Papa Johns is Hot Garbage: Seriously, they play in a stadium named after a sub-par delivery pizza. Can you imagine the shame you would feel if Clemson played in Papa Johns Stadium. I can hear it the PA announcer now, “Ladies and Gentlemen, Clemson Proudly Welcomes You To Papa Johns Stadium! Our Cheese is Always Cold and the Toppings Always Scant!” Papa Johns is the place you call when you are drunk at 3a.m. because they know every other place in town closes at 2 and that extra hour is the only way they can sell pizza. No one has ever eaten Papa Johns and then said, “man, that was a solid life decision, I have no regrets or searing heartburn after eating that”. I hate Papa Johns, and if you have any self-respect, or are at the age where you have developed taste buds, you do as well.
Bulletin Board Material … aka The “L” seen round the Ville: Louisville fans got all butt-hurt about Deshaun Watson flashing the “L” during the Georgia Tech game. First of all, Watson was flashing the “L” for Shawty Low (R.I.P.) and not because Clemson is scheduled to play a team from a basketball school in a week. Second, if you need “bulletin board material” to get up for a top ten match-up, with College Game Day on campus, in front of one of the most hostile crowds in the nation, with an easy road to the ACC Championship game and possible College Football Playoffs on the line, well…you probably shouldn’t be playing any sport. “Bulletin Board Material” is the dumbest trope in sports and I hate it.

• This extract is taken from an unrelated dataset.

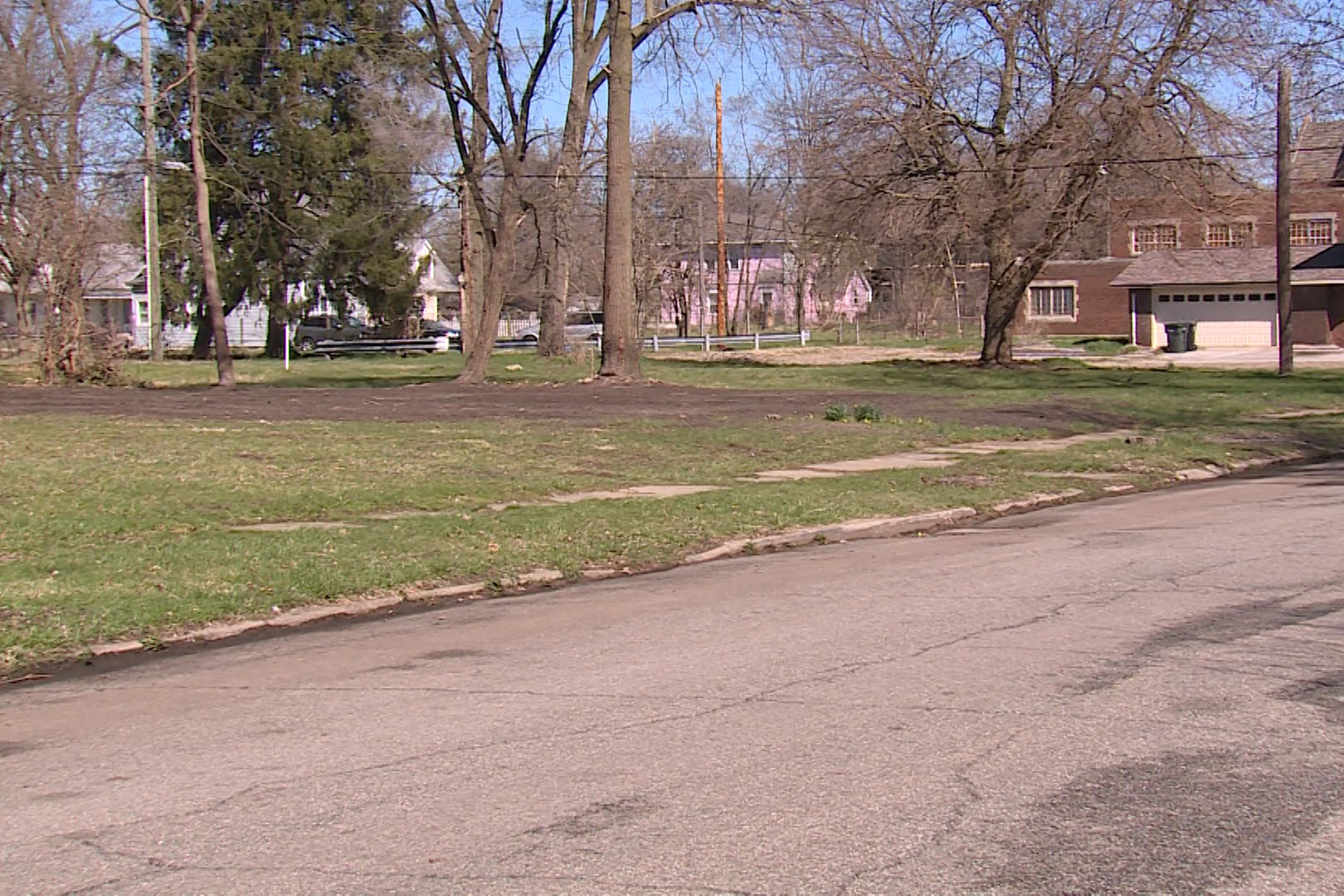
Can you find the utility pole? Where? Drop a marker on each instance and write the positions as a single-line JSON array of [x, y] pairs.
[[152, 286], [702, 299], [466, 280], [722, 305], [1283, 223]]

Leapin’ Lamar Jackson: EEERRRR MAAAAAA GEEEEERRRRRDDDD did you see Lamar Jackson jump over that Syracuse defender? I mean, you’ve got to give him the Heisman right now, just wrap it up, it’s all over; he’s the best in the ultraverse. Orrrrr. …maybe…. he just jumped over a bad defender on a bad defense. Look, I can jump over my toddler, and she is probably a better tackler than the poor kid Syracuse conned into playing for them. Furthermore, sure, he put up big numbers against Florida St (the only team they’ve played with a pulse) but please consider that Ole Miss put up 35 and South Florida put up 34 on the Noles. It kind of looks like FSU just has a bad defense this year. Look, I’m sure Lamar Jackson is an excellent running back who occasionally attempts to throw the ball, but enough is enough, I hope and pray that he attempts to jump over Jadar Johnson.